0

I want to upload a file as JSON from the client to a Python webserver (Tornado) and save it on the server. This is my simplified setup:

Client HTML:

<input type="file" id="myFile" onchange="fileChange" />

Client JS:

function fileChange(event) {
    const file = event.target.files[0];
    const fileReader = new FileReader();
    fileReader.onload = (e) => uploadFile(e.target.result, file.name);
    fileReader.readAsText(file);
}

function uploadFile(fileContent, fileName) {
    const data = {fileContent, fileName};
    axios.post('http://localhost:8080/api/uploadFile', JSON.srtingify(data));
}

Python Webserver:

class UploadFileHandler(tornado.web.RequestHandler):

    def post(self):
        requestBody = tornado.escape.json_decode(self.request.body)
        file = open(requestBody["fileName"], "w+")
        file.write(requestBody["fileContent"].encode("UTF-8"))
        file.close()
  1. All uploaded files are empty (blank pages in a PDF, file type of JPG is 'not supported', Word file cannot be opened) and are nearly twice as big as the original file. How can I fix this?
  2. Is there a way to improve this setup?
cgdannie
  • 129
  • 1
  • 1
  • 8
  • Obviously you shouldn't re-encode anything you upload in utf-8 especially if the file is a binary. It makes no sense. – mpm Aug 31 '18 at 14:06
  • This sounds reasonable but without the encoding I get this error `UnicodeEncodeError('ascii', u'%PDF-1.5\r\n%\ufffd\...\n318578\r\n%%EOF', 11, 15, 'ordinal not in range(128)')"` – cgdannie Aug 31 '18 at 14:09

1 Answers1

1

You are trying to upload binary files (word, jpg), serialised as JSON, and store them on the server.

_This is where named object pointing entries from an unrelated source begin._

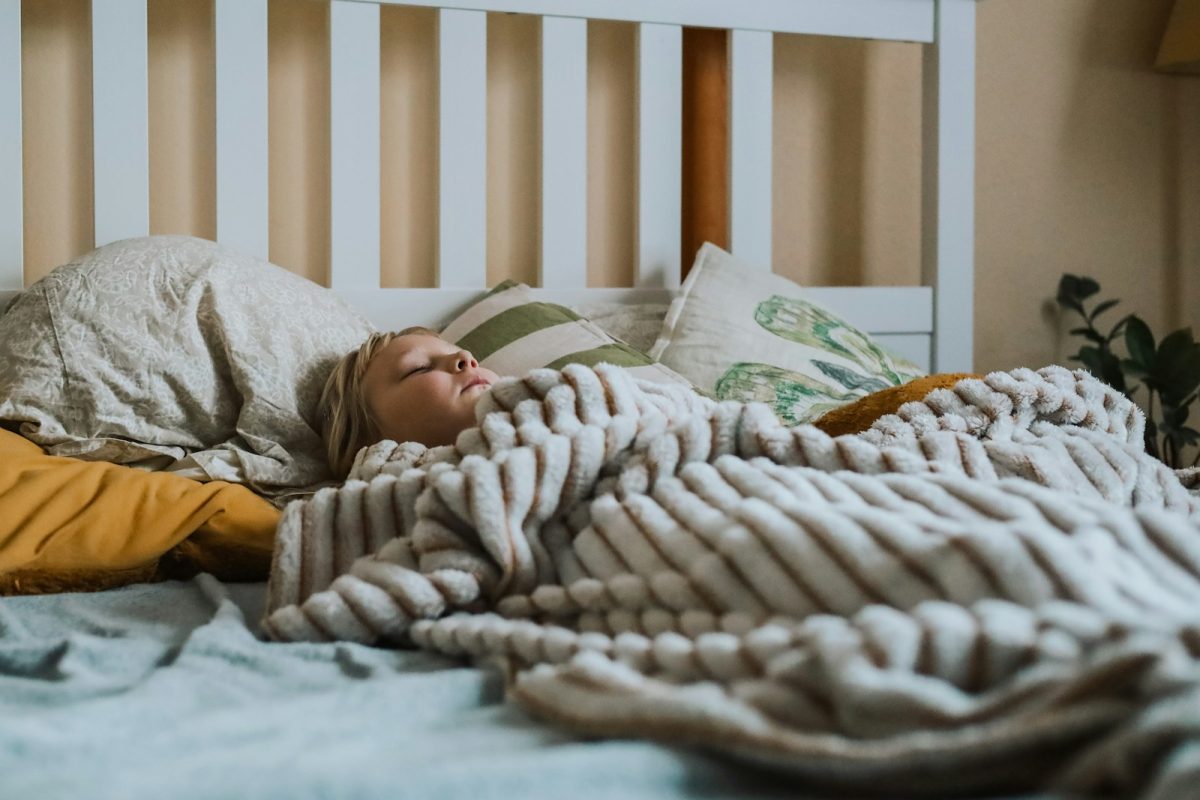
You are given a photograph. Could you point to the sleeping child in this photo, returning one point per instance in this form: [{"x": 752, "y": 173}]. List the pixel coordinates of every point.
[{"x": 407, "y": 386}]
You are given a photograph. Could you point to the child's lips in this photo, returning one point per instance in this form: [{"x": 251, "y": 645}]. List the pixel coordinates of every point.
[{"x": 477, "y": 382}]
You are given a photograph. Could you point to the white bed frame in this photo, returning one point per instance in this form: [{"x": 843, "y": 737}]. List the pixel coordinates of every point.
[{"x": 930, "y": 323}]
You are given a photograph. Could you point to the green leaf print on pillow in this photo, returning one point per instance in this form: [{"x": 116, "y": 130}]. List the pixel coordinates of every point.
[
  {"x": 813, "y": 326},
  {"x": 795, "y": 397}
]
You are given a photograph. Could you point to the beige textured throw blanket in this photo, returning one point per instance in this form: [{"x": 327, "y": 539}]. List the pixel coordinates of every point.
[{"x": 994, "y": 589}]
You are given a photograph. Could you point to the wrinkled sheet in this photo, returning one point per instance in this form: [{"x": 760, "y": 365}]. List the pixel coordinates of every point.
[{"x": 162, "y": 691}]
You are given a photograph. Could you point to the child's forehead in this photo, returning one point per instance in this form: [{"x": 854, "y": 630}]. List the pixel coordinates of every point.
[{"x": 402, "y": 346}]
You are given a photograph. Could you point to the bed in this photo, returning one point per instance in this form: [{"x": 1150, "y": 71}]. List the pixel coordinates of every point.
[{"x": 168, "y": 686}]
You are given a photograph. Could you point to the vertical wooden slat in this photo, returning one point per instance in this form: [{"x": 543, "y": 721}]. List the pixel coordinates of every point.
[
  {"x": 241, "y": 125},
  {"x": 659, "y": 125},
  {"x": 11, "y": 182},
  {"x": 706, "y": 142},
  {"x": 564, "y": 169},
  {"x": 948, "y": 184},
  {"x": 120, "y": 119},
  {"x": 354, "y": 144},
  {"x": 462, "y": 162},
  {"x": 750, "y": 137}
]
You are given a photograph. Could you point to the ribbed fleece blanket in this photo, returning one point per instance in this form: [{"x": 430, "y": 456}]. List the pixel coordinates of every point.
[{"x": 994, "y": 589}]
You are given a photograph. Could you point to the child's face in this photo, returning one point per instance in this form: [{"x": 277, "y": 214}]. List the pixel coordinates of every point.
[{"x": 423, "y": 389}]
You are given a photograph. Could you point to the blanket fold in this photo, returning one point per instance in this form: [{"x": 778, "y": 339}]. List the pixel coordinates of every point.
[{"x": 995, "y": 572}]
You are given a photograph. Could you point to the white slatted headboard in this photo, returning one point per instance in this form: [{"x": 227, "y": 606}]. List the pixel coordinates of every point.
[{"x": 931, "y": 323}]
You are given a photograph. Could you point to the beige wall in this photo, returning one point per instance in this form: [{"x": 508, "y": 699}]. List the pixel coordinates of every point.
[{"x": 1087, "y": 160}]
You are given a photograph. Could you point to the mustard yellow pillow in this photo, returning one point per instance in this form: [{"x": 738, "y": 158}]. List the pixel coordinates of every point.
[
  {"x": 859, "y": 415},
  {"x": 70, "y": 525}
]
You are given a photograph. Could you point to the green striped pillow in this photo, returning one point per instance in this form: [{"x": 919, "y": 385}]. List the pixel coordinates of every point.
[{"x": 511, "y": 334}]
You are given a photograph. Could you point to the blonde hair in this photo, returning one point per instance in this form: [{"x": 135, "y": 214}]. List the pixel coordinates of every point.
[{"x": 346, "y": 421}]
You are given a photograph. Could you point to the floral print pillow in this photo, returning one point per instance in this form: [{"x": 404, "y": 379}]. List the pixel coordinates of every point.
[{"x": 747, "y": 335}]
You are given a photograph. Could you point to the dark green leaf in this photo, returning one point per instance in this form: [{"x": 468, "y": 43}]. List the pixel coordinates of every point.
[
  {"x": 1140, "y": 342},
  {"x": 1086, "y": 287},
  {"x": 1176, "y": 367},
  {"x": 1133, "y": 370}
]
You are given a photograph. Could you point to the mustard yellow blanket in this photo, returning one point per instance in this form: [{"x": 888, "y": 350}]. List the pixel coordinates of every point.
[{"x": 72, "y": 525}]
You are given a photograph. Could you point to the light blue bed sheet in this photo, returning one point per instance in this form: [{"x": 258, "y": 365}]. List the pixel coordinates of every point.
[{"x": 162, "y": 691}]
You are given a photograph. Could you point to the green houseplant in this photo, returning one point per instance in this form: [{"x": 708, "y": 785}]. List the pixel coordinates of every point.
[{"x": 1169, "y": 371}]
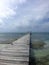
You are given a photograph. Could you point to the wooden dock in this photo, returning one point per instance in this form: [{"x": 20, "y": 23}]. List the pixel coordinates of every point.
[{"x": 16, "y": 53}]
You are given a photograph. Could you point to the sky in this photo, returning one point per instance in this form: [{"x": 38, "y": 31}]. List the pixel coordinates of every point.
[{"x": 24, "y": 15}]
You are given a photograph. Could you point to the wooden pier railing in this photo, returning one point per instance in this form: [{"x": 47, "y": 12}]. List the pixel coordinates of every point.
[{"x": 16, "y": 53}]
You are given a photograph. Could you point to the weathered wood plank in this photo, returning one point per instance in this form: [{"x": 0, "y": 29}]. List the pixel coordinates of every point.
[{"x": 16, "y": 53}]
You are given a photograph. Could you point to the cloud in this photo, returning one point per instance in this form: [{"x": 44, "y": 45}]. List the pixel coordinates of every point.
[{"x": 25, "y": 15}]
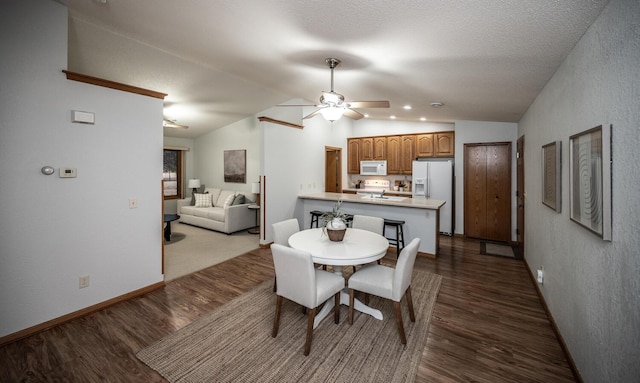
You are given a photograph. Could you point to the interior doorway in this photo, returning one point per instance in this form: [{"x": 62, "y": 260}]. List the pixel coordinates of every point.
[
  {"x": 520, "y": 196},
  {"x": 487, "y": 191},
  {"x": 332, "y": 169}
]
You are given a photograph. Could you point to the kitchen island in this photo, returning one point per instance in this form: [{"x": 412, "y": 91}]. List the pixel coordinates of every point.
[{"x": 421, "y": 215}]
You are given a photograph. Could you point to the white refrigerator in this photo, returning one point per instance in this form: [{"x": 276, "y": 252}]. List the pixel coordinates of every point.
[{"x": 433, "y": 178}]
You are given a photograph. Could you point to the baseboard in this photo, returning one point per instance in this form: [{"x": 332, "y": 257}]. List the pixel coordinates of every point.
[
  {"x": 77, "y": 314},
  {"x": 556, "y": 330}
]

To handle binary data in JSON, encode the binary data as base64 first, then call JSON.stringify.

Like this (untested):

function uploadFile(fileContent, fileName) {
    // Encode the binary data to as base64.
    const data = {
        fileContent: btoa(fileContent),
        fileName: fileName
    };
    axios.post('http://localhost:8080/api/uploadFile', JSON.stringify(data));
}

On the server side, you need to deserialise from JSON, decode the base64 and the open a file in binary mode to ensure that what you are writing to disk is the uploaded binary data. Opening the file in text mode requires that the data be encoded before writing to disk, and this encoding step will corrupt binary data.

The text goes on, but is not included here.